By Joe Kirkenir
I never understood people.
For years, I kept my head down and labored away in my woodshop. No matter what modern marvels spring up, people always have a fondness for good old-fashioned wood. Tables, chairs, wheels, benches, houses, you name it, I’ve made it.
Some may call me boring. Most may call me forgettable. I like it like that.
When all those dark-robed chanters showed up, I knew it would be trouble so I did what I do best: Kept my head down and worked. Burning people is a lot harder without stakes. Plus, all those old codgers needed to sit somewhere while they watched the show.
People have been acting just plain weird recently. Granted, things have been weird for ages now, but a lot less violent.

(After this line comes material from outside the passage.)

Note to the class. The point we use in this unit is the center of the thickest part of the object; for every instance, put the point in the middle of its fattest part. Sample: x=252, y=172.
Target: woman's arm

I miss the normal weird.
It seemed like that, out of nowhere, people began asking each other which book they believe in and what they thought of magic. I don’t read and the only magic I need is the twinkle in my wife’s eyes when I walk through our front door after a long day’s work. I just tell them what they want to hear until they move on to their next victim.
The Jones family was a nice bunch. Never talked to them much, but they seemed nice from a distance. They were always reading something or talking about reading something or telling someone about reading something. All this with books nowadays!
I’m not the only one who noticed all the book talk. When those robed folks started running around lighting people on fire, they made a beeline to the Jones’ house. Now, I’m not saying I believe in magic, but I’m not saying I don’t believe in it either. What I do believe is that there were a lot of explosions, flames, and screaming.
I’m pretty sure that family is dead now. It was hard to see while looking down at my saw. What a shame. I could have done something, sure, but that’s now what I do best. Instead, I kept my head down and worked.
Then, there was that nutter, Clyde, who wouldn’t stop babbling to himself. He stood by my shop for a while going on about another damn book! It was all I could do to ignore him. You never know what those robed crazies may think if they see me talking with another book lover.
Anyway, I didn’t have to ignore him long. After a few days, he slinked off towards the graveyard. When the burners asked me where he went, I did what I do best: Kept my head down and worked.
I’m pretty sure Clyde is dead now. I don’t think they found him, but I don’t think anyone found him either. I suppose I could have gone looking for him, but that’s not what I do best. Instead, I kept my head down and worked.
Things finally seem to be quieting down. The screams have stopped and there’s a lot less talk of books. Work has slowed down a bit, but I just got a big job from some loud-mouthed pilgrim type.
He wants a couple pieces of lumber nailed together like a cross. I don’t know what he wants it for, but he left this odd book at my shop the other day.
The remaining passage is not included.